Falar de "universo ficcional" é aqui uma trapaça: por um lado, são romances; por outro lado, Daniel Silva empresta a cada história e a cada personagem um fundo de verosimilhança e fundamento histórico. Desde o próprio Gabriel Allon (cuja biografia o indica como tendo participada na operação Ira de Deus, criada pela primeira-ministra Golda Meir contra os cérebros do Setembro Negro, responsáveis pelos assassínios dos Jogos Olímpicos de Munique) até Ari Shamron, seu chefe dos serviços secretos (que terá sido o responsável pela captura, em Buenos Aires, do nazi Adolf Eichmann), passando por tantos outros, reconhecíveis ou identificáveis, a galeria funciona em cenários dominados pelo extremismo islâmico e pelos oligarcas russos, por exemplo. Allon é um assassino – a realidade cruel do Médio Oriente transformou-o num operacional impiedoso, muitas vezes cruel, solitário e vingativo como um lobo que escolhe bem os seus inimigos, e com uma relação conflituosa com a moral ou o sentimento de piedade; ele sabe, até pela história do seu povo, que não há uma segunda oportunidade para sobreviver.

No novo livro, ‘A Rapariga Nova’, Gabriel Allon regressa ao mundo da Arábia Saudita, que já tinha visitado em ‘A Mensageira’ e ‘Retrato de uma Espia’. Prodigioso no catálogo de conhecimentos e no arsenal de combate, Daniel Silva inverte os papéis: somos nós os perseguidos, da primeira à última página. 

Disco: Melancolia de primavera
Um disco de Mélisande Corriveau e Eric Milnes com peças de Marin Marais (1652-1728) para viola da gamba lembrou-me o filme ‘Todas as Manhãs do Mundo’ – e as aulas de Monsieur de Sainte-Colombe (1640-1693) e as suas filhas; ora, acaba de sair esta preciosidade que transporta a sua altíssima melancolia. Não se arrependerão.

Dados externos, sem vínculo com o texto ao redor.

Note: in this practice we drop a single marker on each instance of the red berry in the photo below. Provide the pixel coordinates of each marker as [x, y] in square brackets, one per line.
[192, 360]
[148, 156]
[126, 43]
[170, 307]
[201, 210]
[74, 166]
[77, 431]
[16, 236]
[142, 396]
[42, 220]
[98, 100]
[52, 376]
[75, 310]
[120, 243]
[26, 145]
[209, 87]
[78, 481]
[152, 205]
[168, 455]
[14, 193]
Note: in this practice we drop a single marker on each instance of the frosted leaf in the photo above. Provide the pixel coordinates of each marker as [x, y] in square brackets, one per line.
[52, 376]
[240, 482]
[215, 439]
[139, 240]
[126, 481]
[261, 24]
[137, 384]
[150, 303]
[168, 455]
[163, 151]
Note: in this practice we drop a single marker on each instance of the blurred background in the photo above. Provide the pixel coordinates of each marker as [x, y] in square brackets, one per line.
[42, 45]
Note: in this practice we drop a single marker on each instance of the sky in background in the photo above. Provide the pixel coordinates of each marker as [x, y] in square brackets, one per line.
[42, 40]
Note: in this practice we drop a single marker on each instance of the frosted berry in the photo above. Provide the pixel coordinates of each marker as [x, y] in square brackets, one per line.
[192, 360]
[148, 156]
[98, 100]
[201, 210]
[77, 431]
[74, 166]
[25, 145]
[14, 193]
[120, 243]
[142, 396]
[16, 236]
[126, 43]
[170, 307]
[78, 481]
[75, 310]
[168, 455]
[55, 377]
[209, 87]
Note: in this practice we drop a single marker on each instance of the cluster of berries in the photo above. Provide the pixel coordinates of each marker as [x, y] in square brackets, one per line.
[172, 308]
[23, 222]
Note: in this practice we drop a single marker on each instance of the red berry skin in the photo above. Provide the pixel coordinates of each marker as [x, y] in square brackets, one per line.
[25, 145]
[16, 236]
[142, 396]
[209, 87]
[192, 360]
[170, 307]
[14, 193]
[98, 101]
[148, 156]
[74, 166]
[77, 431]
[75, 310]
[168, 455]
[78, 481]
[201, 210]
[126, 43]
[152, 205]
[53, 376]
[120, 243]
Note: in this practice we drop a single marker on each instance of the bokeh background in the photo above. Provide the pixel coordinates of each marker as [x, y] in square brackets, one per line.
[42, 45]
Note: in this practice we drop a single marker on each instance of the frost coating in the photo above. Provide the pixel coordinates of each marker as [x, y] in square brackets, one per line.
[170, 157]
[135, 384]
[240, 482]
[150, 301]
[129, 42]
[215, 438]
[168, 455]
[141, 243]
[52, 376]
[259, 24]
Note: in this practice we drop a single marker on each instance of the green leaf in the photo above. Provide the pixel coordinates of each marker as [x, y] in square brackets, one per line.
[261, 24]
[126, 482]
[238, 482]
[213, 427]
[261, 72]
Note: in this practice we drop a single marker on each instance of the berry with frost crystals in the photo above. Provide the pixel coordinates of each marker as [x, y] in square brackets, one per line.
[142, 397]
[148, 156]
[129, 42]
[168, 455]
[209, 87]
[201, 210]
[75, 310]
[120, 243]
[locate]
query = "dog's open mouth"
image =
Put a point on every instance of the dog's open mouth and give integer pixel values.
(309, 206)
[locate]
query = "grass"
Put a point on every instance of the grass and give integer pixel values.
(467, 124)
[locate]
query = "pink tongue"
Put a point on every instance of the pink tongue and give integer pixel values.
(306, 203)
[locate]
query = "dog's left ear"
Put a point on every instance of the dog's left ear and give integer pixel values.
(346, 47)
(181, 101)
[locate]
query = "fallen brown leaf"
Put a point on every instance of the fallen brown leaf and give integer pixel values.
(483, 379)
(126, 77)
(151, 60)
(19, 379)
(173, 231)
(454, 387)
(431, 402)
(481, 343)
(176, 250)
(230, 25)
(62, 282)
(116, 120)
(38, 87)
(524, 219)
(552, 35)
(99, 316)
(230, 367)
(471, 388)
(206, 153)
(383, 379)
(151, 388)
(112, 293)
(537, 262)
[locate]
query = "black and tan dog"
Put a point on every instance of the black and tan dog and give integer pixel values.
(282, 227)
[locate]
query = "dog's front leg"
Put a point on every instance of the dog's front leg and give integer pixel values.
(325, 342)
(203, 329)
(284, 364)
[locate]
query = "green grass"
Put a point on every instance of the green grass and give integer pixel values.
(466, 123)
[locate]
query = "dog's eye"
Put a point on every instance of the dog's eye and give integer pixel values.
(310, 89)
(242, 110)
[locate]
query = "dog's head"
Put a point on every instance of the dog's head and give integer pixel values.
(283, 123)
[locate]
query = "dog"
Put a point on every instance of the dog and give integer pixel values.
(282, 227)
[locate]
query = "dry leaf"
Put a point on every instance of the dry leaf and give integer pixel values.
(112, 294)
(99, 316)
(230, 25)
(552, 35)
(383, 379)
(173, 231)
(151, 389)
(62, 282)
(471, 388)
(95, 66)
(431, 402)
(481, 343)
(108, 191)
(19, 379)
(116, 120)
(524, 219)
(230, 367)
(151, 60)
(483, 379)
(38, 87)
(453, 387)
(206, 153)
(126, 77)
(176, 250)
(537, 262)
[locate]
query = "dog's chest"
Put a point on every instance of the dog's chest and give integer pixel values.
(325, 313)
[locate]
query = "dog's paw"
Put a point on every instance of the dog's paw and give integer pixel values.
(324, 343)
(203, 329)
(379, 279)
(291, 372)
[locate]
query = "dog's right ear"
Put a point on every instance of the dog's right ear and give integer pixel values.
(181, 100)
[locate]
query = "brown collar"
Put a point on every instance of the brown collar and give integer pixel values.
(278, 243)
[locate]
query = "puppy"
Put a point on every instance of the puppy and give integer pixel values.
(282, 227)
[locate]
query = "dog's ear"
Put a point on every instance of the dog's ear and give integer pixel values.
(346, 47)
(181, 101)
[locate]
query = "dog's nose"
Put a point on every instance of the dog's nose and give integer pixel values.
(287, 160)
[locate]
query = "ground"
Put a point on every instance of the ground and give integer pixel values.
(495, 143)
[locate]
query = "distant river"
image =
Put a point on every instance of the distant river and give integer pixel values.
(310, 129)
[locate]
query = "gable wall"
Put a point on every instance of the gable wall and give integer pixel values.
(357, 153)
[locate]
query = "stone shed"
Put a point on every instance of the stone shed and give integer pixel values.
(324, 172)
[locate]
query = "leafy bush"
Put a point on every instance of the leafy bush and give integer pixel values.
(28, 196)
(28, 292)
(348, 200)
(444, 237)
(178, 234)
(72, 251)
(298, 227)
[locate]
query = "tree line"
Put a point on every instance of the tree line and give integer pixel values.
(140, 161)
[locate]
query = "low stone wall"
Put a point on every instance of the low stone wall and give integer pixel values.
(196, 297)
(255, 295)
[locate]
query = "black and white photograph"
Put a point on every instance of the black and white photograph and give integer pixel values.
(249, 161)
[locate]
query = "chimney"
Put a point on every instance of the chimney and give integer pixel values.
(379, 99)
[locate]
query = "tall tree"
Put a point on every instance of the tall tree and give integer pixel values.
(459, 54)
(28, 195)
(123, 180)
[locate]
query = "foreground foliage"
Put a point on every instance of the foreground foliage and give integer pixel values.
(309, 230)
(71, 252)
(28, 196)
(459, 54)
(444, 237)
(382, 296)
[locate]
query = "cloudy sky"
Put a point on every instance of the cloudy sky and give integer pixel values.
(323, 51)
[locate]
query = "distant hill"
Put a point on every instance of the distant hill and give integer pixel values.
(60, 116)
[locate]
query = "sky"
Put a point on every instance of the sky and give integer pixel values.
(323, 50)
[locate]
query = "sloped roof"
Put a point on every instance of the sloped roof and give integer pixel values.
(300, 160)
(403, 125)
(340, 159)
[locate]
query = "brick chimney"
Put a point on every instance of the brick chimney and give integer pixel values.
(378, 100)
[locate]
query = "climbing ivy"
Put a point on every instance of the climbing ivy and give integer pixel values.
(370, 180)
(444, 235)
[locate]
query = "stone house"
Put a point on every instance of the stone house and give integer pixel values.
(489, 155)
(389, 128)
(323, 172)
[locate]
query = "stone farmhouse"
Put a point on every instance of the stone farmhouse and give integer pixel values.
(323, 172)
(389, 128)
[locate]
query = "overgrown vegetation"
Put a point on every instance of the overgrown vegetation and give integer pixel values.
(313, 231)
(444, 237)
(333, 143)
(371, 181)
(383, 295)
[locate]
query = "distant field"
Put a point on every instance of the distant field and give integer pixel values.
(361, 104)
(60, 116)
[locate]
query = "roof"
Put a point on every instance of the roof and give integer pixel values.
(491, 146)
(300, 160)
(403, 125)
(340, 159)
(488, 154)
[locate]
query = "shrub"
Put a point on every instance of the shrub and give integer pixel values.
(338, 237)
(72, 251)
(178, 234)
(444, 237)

Livro: Bandoleiros e ignorantes
Lilia Moritz Schwarcz é autora de alguns belos livros sobre história do Brasil. Neste, tenta mostrar como há uma linha condutora do autoritarismo local, da escravatura a Bolsonaro, passando por Vargas e pelo Estado Novo. O último capítulo força a nota, mas o conjunto vale a pena e é esclarecedor.

Série de televisão: Conflitos sem fim
Já deixei há muito de comentar o chamado conflito israelo-árabe (fi-lo durante muito tempo, até estar farto de território minado). ‘Fauda’ (em árabe, ‘caos’) não poupa nada, não esconde nada. Sendo israelita, a série não recria ilusões sobre bondade nem sobre inocência. É de ver, até porque estreou a terceira temporada.

Fugir de… Casa de Papel
Na quarta temporada da série ‘Casa de Papel’ há um acontecimento digno de relevo: há menos personagens a dizer ‘polla’ e ‘coño’, e mais
a dizer ‘gilipollas’ e ‘joder’. Essa é a principal alteração e corresponde a um sobressalto filosófico de primeira ordem. Claro que as personagens mudam muito e o assalto lá continua, e Nairobi, coitada, e Tóquio só com dois estalos, e Arturo com uma bigorna em cima, e Espanha é chata que nem vos digo – tudo bem. Não digo para não verem a nova temporada, claro, porque eu também vi, como um viciado. Mas depois fujam sem dizer ‘polla’, ‘coño’, ‘gilipollas’ e ‘joder’. Ou digam.